Ethereum (ETH) has seen a significant increase in futures open interest, reaching a 19-month high, even as the price of ETH has faced notable weakness. From July 31 to August 2, Ethereum experienced a 10% correction, dropping to the $3,000 support level for the first time since July 8. This decline outpaced the broader cryptocurrency market, which fell by 6.8% during the same period. Despite the price drop, the heightened activity in ETH futures suggests that traders are actively positioning themselves, although this does not necessarily indicate a bullish trend.
Rising Futures Open Interest: A Mixed Signal
The increase in ETH futures open interest indicates growing demand for leverage, often a sign of institutional interest. However, it does not inherently suggest a bullish market sentiment. Open interest simply reflects the total number of outstanding futures contracts, with buyers and sellers always matched. Therefore, an uptick in open interest could represent both bullish and bearish positions.
Ether’s recent decline can partly be attributed to the lack of net inflows into new Ether exchange-traded funds (ETFs) in the United States. While some inflows were observed, notably into BlackRock’s iShares Ethereum Trust and the Fidelity Ethereum Fund, they were offset by outflows from the Grayscale Ethereum Trust. The sell-off below $3,000 led to $141 million in leveraged long liquidations within 48 hours, exacerbating the price decline. Nevertheless, the aggregate open interest in Ether futures rose by 5% over the past week, reaching 4.6 million ETH, the highest level since January 2023.
Futures Premium and Retail Demand Indicators
To gauge the market’s sentiment and leverage demand, one can examine the pricing of ETH futures monthly contracts relative to spot exchanges.
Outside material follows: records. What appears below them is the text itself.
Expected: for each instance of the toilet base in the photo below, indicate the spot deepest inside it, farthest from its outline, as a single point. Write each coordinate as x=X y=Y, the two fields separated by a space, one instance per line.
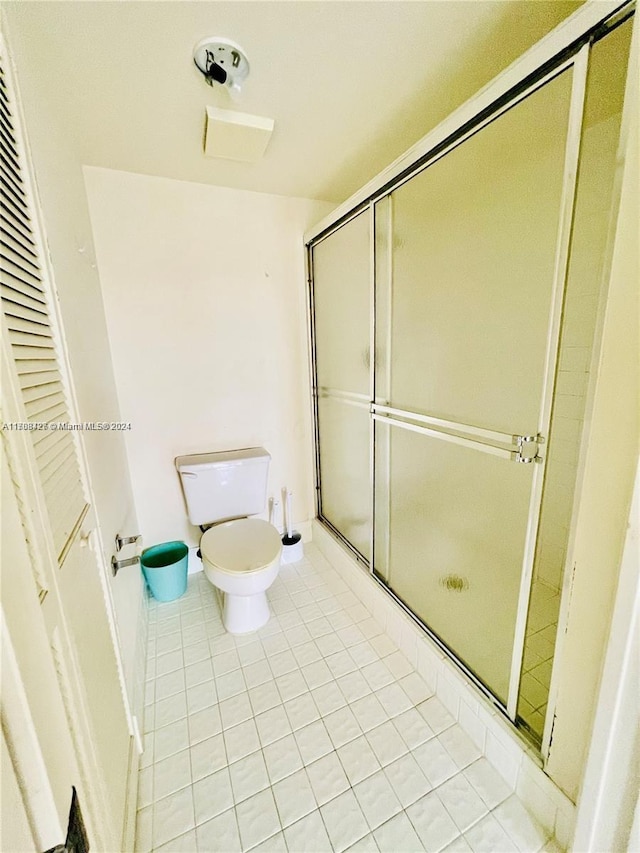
x=242 y=614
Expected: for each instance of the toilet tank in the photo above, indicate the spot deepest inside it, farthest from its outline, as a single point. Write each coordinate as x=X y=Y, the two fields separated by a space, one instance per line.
x=219 y=486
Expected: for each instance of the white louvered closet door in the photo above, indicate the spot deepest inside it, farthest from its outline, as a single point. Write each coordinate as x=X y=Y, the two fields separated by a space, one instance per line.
x=27 y=324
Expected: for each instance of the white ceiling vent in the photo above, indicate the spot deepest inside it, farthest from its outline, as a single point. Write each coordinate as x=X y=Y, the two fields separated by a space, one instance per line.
x=236 y=136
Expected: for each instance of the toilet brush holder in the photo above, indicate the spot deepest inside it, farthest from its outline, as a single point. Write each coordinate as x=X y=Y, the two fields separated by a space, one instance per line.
x=292 y=548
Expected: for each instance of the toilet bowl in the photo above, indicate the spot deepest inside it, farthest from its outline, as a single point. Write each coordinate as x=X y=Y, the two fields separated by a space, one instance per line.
x=242 y=558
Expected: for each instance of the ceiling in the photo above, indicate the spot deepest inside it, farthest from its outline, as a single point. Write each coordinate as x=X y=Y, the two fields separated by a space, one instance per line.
x=351 y=85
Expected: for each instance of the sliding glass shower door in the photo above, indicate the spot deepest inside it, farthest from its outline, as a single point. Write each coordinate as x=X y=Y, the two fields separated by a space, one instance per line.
x=467 y=314
x=453 y=309
x=342 y=284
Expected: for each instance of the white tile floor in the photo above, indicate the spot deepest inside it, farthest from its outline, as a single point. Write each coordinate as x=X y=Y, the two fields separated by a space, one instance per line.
x=314 y=734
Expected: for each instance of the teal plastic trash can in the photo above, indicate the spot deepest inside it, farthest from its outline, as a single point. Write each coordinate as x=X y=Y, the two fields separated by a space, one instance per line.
x=165 y=569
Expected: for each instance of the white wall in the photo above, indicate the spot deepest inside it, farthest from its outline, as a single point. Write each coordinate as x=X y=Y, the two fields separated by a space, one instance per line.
x=205 y=301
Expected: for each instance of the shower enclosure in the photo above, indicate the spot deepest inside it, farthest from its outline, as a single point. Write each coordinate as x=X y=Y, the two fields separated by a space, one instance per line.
x=454 y=312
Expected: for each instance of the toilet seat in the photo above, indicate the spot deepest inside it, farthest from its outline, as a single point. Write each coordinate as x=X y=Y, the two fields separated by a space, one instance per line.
x=241 y=547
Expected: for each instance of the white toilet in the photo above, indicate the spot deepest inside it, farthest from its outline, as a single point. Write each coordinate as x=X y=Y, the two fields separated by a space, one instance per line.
x=240 y=555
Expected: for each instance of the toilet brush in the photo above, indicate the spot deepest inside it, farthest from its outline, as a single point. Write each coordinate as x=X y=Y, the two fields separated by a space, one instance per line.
x=292 y=549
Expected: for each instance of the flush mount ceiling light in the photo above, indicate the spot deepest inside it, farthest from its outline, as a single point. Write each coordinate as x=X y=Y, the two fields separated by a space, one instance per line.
x=222 y=61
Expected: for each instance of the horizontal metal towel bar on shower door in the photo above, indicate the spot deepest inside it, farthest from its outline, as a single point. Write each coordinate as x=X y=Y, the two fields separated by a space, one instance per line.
x=523 y=448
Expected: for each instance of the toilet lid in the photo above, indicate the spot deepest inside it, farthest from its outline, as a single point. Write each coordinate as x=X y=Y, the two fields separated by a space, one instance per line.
x=244 y=545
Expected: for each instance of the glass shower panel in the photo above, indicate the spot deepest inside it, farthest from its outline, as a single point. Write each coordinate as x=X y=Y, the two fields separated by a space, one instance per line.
x=474 y=245
x=588 y=252
x=342 y=311
x=457 y=520
x=465 y=309
x=341 y=288
x=344 y=469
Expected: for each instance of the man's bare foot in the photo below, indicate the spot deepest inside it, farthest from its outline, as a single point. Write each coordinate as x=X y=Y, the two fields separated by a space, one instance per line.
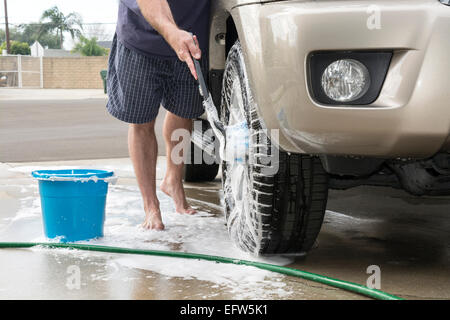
x=153 y=220
x=175 y=190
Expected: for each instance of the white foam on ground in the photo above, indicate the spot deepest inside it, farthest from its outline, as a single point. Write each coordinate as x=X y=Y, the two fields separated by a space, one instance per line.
x=203 y=233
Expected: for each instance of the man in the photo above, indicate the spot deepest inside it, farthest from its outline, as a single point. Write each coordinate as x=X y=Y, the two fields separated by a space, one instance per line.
x=150 y=64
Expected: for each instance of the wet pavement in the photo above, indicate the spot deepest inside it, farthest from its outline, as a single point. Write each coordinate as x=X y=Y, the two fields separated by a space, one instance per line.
x=40 y=273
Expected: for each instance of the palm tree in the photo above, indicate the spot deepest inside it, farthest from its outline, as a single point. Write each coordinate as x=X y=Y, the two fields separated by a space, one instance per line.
x=53 y=19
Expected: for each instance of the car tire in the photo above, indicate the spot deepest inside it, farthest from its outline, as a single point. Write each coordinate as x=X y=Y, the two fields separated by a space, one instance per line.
x=282 y=212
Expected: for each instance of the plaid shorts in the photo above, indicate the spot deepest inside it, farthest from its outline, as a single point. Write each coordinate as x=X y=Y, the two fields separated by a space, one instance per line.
x=138 y=84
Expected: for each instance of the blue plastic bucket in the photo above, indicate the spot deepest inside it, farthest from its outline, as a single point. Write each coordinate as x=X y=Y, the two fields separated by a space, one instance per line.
x=73 y=202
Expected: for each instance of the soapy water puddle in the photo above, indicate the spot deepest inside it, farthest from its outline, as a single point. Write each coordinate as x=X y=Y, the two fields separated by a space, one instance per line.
x=203 y=233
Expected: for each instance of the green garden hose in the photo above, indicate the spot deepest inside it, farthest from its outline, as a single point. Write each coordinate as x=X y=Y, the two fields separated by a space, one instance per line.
x=349 y=286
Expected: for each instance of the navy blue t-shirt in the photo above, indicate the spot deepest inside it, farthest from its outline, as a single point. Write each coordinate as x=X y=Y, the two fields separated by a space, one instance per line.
x=137 y=34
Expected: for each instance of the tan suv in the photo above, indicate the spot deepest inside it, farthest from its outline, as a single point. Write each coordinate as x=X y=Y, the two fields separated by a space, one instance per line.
x=357 y=93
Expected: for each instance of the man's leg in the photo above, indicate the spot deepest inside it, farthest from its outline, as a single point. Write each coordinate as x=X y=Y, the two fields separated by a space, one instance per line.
x=172 y=184
x=143 y=149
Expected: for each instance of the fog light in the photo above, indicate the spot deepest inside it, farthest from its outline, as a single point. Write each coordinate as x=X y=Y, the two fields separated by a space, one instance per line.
x=345 y=80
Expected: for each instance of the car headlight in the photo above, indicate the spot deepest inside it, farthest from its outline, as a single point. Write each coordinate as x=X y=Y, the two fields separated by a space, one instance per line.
x=345 y=80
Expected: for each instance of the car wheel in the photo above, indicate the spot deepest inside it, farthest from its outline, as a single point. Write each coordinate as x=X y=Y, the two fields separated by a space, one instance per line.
x=275 y=213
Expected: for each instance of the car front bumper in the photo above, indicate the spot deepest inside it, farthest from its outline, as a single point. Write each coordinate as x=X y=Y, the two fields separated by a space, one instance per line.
x=410 y=117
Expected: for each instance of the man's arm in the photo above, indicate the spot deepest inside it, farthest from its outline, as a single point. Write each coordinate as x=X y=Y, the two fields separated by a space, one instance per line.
x=159 y=15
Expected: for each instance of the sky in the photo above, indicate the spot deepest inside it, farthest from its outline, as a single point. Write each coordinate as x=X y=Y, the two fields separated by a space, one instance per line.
x=92 y=11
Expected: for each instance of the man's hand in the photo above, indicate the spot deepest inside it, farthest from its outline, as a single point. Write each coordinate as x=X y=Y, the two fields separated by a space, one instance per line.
x=186 y=47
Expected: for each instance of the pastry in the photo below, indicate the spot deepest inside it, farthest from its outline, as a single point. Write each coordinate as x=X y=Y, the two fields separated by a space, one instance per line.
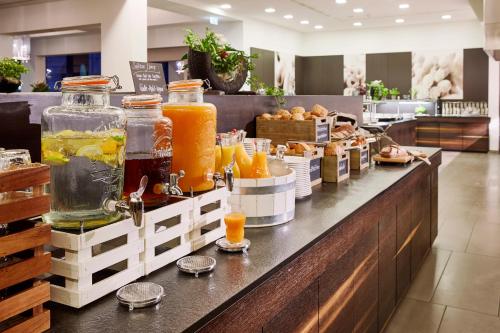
x=298 y=109
x=319 y=111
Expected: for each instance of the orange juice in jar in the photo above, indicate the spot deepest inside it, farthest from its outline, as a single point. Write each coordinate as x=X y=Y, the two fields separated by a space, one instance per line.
x=235 y=227
x=228 y=153
x=259 y=168
x=242 y=159
x=193 y=137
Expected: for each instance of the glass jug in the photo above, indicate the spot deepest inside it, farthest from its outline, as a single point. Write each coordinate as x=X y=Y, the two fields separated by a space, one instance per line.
x=149 y=148
x=194 y=134
x=83 y=140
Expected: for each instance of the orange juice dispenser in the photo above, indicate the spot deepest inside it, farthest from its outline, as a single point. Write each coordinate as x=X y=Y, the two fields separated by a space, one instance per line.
x=193 y=136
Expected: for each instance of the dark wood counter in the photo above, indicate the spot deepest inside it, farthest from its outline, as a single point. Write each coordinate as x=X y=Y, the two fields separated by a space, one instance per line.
x=341 y=266
x=454 y=133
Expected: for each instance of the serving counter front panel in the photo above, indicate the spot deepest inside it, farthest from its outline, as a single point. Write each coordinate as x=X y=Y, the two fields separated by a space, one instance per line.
x=351 y=279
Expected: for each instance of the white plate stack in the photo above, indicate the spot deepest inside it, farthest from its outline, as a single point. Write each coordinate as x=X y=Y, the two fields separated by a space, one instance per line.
x=301 y=165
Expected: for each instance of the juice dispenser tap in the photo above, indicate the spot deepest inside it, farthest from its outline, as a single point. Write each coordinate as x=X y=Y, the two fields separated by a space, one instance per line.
x=135 y=206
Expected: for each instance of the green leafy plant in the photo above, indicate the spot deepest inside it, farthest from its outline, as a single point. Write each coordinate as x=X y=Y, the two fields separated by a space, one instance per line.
x=394 y=92
x=11 y=69
x=40 y=87
x=226 y=60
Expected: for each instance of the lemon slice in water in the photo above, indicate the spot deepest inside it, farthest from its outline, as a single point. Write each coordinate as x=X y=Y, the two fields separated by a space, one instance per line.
x=93 y=152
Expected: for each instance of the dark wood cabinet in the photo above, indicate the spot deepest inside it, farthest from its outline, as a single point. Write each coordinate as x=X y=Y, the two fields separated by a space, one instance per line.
x=352 y=278
x=454 y=133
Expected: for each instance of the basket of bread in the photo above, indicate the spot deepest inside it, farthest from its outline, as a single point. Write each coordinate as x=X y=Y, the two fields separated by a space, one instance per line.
x=296 y=124
x=335 y=166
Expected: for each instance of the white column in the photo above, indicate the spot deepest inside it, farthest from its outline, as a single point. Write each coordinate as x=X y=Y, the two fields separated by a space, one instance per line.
x=124 y=36
x=494 y=103
x=5 y=46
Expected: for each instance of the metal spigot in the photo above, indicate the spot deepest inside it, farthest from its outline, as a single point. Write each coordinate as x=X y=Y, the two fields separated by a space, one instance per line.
x=134 y=207
x=174 y=188
x=229 y=175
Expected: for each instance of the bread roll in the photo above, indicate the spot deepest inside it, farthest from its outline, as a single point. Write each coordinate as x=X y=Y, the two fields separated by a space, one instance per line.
x=319 y=111
x=298 y=109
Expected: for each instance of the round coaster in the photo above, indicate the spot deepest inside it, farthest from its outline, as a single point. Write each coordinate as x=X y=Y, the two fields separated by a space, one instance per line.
x=227 y=246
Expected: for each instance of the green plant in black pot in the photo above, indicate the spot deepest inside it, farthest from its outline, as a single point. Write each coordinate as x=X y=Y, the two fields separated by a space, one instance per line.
x=10 y=74
x=40 y=87
x=394 y=92
x=212 y=58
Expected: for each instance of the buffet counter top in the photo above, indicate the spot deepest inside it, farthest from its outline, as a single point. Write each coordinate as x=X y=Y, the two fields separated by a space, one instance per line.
x=190 y=303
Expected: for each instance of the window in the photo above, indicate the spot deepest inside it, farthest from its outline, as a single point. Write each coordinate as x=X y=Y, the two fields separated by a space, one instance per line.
x=59 y=67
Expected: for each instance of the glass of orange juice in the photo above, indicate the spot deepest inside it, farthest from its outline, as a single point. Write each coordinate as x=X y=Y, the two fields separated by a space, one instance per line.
x=235 y=226
x=260 y=168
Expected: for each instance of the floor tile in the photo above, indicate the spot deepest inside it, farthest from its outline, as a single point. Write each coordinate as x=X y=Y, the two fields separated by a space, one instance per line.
x=427 y=279
x=462 y=321
x=470 y=282
x=416 y=317
x=485 y=239
x=454 y=234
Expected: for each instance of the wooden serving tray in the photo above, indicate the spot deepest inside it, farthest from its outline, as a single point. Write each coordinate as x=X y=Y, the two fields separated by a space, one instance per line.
x=398 y=160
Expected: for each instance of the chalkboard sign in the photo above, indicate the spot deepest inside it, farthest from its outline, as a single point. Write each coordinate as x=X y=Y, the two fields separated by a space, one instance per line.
x=148 y=77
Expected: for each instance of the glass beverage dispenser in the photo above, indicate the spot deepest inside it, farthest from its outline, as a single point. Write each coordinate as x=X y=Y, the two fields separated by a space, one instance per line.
x=83 y=140
x=194 y=134
x=149 y=148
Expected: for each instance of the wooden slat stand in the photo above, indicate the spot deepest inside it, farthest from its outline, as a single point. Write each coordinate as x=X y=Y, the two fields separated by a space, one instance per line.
x=21 y=294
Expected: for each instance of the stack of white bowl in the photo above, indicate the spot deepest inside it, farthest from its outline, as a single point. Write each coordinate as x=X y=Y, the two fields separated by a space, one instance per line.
x=301 y=165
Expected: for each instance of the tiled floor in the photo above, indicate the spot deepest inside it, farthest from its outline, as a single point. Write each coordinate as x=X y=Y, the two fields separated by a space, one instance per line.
x=458 y=288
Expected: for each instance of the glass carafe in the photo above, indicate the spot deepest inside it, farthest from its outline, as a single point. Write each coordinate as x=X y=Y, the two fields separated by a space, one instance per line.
x=260 y=168
x=149 y=148
x=228 y=153
x=83 y=140
x=194 y=132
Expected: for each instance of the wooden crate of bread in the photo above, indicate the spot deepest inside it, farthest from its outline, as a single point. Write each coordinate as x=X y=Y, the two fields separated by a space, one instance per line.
x=22 y=246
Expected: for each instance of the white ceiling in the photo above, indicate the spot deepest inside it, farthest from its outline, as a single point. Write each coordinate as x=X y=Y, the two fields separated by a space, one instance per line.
x=332 y=16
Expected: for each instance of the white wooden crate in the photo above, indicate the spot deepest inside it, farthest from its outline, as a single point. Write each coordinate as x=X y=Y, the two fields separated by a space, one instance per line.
x=113 y=248
x=178 y=229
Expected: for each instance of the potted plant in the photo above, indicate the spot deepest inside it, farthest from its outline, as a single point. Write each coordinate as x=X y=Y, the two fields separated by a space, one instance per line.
x=10 y=74
x=212 y=58
x=39 y=87
x=394 y=92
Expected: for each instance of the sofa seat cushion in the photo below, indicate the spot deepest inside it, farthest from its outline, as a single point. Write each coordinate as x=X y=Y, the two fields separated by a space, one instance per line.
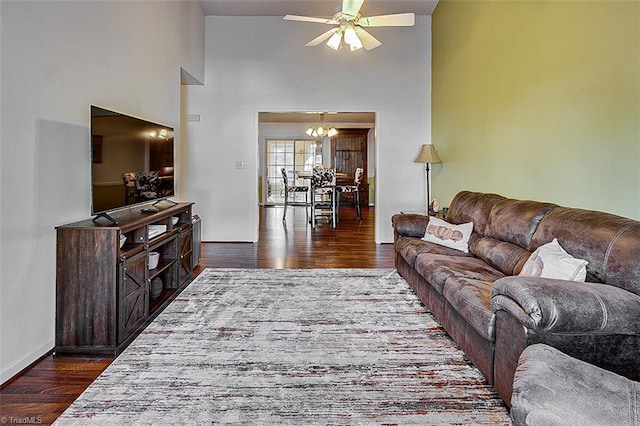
x=437 y=268
x=409 y=248
x=471 y=298
x=552 y=388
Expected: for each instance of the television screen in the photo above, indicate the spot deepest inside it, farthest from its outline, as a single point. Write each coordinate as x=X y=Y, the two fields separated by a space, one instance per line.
x=132 y=161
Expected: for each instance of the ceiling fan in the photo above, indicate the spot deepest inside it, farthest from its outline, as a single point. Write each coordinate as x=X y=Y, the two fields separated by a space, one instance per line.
x=351 y=26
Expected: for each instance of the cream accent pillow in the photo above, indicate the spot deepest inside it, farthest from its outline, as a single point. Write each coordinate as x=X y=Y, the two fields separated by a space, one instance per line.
x=446 y=234
x=552 y=261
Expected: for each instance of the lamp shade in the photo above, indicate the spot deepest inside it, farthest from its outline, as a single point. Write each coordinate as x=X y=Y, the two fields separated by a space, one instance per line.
x=427 y=155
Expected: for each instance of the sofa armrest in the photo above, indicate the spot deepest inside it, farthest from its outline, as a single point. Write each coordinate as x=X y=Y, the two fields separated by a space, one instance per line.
x=409 y=225
x=557 y=306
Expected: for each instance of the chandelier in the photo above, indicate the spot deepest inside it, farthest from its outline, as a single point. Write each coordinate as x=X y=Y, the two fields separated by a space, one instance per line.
x=321 y=131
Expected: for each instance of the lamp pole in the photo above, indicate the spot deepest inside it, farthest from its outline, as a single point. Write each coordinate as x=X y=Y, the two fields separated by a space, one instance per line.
x=427 y=156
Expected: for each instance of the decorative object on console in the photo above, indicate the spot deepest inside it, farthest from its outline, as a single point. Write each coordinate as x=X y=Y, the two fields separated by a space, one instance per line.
x=155 y=230
x=154 y=258
x=427 y=156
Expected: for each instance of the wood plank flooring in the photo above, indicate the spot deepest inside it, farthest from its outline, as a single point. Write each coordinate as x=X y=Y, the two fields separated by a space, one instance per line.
x=41 y=393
Typically, in a neutral market, these futures should trade at a 5% to 10% annualized premium to account for the longer settlement period. A premium below this range could indicate a bearish outlook. Prior to the spot ETF launch on July 23, Ether futures contracts showed modest optimism, with premiums reaching 12%. However, the subsequent market correction and net outflows from spot ETFs brought the premium down to 8% by August 2, a neutral level considering the recent price decline.
Retail demand for ETH leveraged longs has remained stagnant, as evidenced by the perpetual contract (inverse swap) funding rate. This rate, adjusted every eight hours, reflects the cost of leverage. In neutral markets, it ranges from zero to 0.016%, but during periods of increased optimism, it can surpass 0.025%. As of now, there has been no significant increase in the funding rate, indicating that retail traders are not heavily pursuing leveraged long positions.